Conscritos são aqueles que prestam o serviço militar obrigatório6. Os conscritos anteriormente alistados perante a Justiça Eleitoral estão impedidos de exercitar o direito de voto durante o período da conscrição (Resolução TSE 20.165, de 07.04.1998, Rel. Ministro Nílson Naves).

O conceito de conscrito também abrange o aluno de órgão de formação da reserva. Ele fica proibido de votar, ainda que anteriormente alistado7.

Na lição de ALEXANDRE DE MORAES, "O conceito de conscrito estende-se aos médicos, dentistas, farmacêuticos e veterinários que prestam serviço militar obrigatório a teor da Lei 5.292. Também aos que prestam serviço militar na condição de prorrogação de engajamento incidem restrições da Constituição Federal, com base no art. 14, § 2º (Resolução TSE n.º 15.850, Rel. Min. Roberto Rosas).(2004, p. 541/542).

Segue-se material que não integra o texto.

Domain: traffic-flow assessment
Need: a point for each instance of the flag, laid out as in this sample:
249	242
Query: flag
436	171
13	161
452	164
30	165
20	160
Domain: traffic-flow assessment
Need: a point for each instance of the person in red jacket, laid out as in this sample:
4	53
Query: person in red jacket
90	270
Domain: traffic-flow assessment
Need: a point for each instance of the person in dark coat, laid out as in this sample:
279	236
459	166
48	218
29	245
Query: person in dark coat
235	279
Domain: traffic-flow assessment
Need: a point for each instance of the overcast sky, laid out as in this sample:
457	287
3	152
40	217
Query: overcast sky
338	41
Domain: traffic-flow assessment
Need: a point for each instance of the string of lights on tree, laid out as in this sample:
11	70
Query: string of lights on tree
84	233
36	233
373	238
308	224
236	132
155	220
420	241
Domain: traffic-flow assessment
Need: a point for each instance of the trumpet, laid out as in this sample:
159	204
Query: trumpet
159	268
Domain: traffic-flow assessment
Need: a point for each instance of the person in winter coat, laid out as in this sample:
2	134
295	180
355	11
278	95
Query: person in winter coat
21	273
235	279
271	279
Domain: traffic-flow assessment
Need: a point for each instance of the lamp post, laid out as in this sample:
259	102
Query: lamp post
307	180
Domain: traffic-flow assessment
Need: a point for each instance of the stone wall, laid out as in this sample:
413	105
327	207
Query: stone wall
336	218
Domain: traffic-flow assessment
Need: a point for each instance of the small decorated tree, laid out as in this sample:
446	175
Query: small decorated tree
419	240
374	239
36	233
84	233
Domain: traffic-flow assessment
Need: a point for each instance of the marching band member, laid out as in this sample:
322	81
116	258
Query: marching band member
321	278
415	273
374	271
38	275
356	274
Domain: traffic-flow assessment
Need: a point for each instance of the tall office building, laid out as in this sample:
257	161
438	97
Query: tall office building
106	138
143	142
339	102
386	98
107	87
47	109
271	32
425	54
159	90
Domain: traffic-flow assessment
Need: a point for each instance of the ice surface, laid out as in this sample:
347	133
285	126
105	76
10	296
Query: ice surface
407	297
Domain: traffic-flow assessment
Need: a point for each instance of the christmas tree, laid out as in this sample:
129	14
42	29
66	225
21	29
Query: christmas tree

O artigo 236 do CE não agasalha a situação daqueles que estão com o seu alistamento eleitoral cancelado, o que ocorre, no que interessa ao presente estudo, nas hipóteses de o eleitor deixar de votar em três eleições consecutivas e nos casos de perda ou suspensão dos direitos políticos.

A perda dos direitos políticos dar-se-á em duas hipóteses: a) cancelamento da naturalização por sentença transitada em julgado; e, b) recusa de cumprir obrigação imposta ou prestação alternativa8.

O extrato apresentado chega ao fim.